Mechanistic interpretability has made great strides in identifying neural network features (e.g., directions in hidden activation space) that mediate concepts(e.g., the birth year of a person) and enable predictable manipulation. Distributed alignment search (DAS) leverages supervision from counterfactual data to learn concept features within hidden states, but DAS assumes we can afford to conduct a brute force search over potential feature locations. To address this, we present HyperDAS, a transformer-based hypernetwork architecture that (1) automatically locates the token-positions of the residual stream that a concept is realized in and (2) constructs features of those residual stream vectors for the concept. In experiments with Llama3-8B, HyperDAS achieves state-of-the-art performance on the RAVEL benchmark for disentangling concepts in hidden states. In addition, we review the design decisions we made to mitigate the concern that HyperDAS (like all powerful interpretabilty methods) might inject new information into the target model rather than faithfully interpreting it.

Figures (13)

• Figure 1: The HyperDAS framework, used here to find the features that mediate the concept of "country". (1) Concept Encoding A natural language description that specifies which concept to localize, "The country of a city", is encoded by a transformer hypernetwork with two additional cross-attention blocks attending to the hidden states of the target LM prompted with the base text "Vienna is in" and the counterfactual text "I love Paris". (2) Selecting Token-Positions With the encoding from step 1 as a query, HyperDAS uses selects the tokens "nna" and "Paris" as the location of the concept "country" for the base and counterfactual, respectively. (3) Identifying a Subspace With the representation from step 1 as the encoding, HyperDAS constructs a matrix whose orthogonal columns are the features for "country". (4) Interchange Intervention With the token-positions from step 2 and subspace from step 3, HyperDAS performs a intervention by patching the subspace of the hidden vector for the token "nna" to the value it takes on in the hidden vector for the token "Paris", leading the model to predict "France" from the base prompt "Vienna is in".
• Figure 2: The "intervention score" matrix $G$ for the counterfactual prompt "The city of Macheng's official language is" and base prompt "Springfield is a city in the country of", for which the target model will output "China". The attribute targeted for intervention is country, so the output should be "The United States". The raw intervention (left) is produced by the token-position selection discussed in Sec \ref{['sec:token-select']}, and a column-wise and row-wise argmax is applied at inference time to enforce an 1-1 correspondence between the base and counterfactual tokens, detailed in Sec. \ref{['sec:eval']}.
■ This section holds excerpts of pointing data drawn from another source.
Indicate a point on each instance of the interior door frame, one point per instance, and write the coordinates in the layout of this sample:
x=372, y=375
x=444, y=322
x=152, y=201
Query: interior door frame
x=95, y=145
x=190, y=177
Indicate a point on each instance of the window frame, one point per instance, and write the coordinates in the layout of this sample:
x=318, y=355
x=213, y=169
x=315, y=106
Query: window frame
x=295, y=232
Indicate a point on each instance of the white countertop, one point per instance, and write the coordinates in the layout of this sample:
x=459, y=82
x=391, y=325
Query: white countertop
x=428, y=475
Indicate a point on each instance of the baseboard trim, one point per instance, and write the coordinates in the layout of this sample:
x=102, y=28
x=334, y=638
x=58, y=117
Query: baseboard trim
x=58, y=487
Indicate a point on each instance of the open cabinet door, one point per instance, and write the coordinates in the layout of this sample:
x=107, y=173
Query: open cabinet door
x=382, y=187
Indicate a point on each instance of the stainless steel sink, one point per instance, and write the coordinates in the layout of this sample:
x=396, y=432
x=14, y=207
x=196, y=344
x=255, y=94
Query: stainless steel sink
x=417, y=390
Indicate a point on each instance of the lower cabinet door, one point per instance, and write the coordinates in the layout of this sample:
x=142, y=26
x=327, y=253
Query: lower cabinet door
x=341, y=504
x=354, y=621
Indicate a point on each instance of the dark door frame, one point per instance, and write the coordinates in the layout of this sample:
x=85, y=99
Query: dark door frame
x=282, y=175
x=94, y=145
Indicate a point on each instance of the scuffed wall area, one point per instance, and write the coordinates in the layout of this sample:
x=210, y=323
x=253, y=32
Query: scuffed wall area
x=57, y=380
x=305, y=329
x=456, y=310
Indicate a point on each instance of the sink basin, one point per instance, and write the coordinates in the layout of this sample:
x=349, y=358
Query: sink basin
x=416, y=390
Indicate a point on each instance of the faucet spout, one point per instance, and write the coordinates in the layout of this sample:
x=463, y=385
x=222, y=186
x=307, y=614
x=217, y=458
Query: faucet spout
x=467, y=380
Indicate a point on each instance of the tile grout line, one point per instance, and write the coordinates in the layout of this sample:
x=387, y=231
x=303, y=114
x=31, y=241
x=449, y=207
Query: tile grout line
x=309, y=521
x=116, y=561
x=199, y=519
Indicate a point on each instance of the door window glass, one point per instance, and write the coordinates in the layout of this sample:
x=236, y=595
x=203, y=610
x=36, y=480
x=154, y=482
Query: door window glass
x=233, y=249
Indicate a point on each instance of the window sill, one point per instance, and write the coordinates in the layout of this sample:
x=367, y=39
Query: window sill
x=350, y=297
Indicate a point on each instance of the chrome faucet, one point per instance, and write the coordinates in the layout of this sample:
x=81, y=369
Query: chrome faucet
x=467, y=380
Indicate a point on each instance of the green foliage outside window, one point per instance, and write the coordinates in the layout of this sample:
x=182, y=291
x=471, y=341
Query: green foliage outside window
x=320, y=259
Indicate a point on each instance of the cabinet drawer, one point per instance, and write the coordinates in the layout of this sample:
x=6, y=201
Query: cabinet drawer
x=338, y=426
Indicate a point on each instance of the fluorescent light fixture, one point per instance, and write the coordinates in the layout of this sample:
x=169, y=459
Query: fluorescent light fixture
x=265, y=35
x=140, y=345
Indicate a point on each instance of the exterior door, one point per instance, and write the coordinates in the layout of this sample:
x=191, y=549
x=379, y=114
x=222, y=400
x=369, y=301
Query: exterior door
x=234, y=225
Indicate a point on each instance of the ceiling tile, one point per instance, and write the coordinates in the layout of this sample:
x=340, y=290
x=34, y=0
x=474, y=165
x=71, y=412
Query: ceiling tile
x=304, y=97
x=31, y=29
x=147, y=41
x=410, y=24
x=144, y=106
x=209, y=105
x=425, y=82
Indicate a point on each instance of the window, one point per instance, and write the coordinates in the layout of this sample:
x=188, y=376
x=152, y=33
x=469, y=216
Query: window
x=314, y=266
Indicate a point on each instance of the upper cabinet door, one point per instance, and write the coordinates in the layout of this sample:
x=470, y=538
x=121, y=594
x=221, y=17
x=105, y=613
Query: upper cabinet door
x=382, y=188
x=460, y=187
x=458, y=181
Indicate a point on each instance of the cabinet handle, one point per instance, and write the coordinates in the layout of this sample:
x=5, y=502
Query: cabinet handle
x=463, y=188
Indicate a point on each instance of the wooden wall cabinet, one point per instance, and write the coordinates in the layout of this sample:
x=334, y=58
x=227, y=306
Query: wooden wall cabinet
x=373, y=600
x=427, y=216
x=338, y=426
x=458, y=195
• Figure 3: RAVEL benchmark results. HyperDAS establishes a new state-of-the-art.
• Figure 4: The intervention location, in counterfactual and base sentence, picked by HyperDAS when targeting shallow (7), middle (15) and deep (29) decoder layers.
• Figure 5: The relative position between the Householder vector (after PCA) of attributes for all the correct predictions in city domain. The clustering indicates that HyperDAS learns different subspace for each attribute.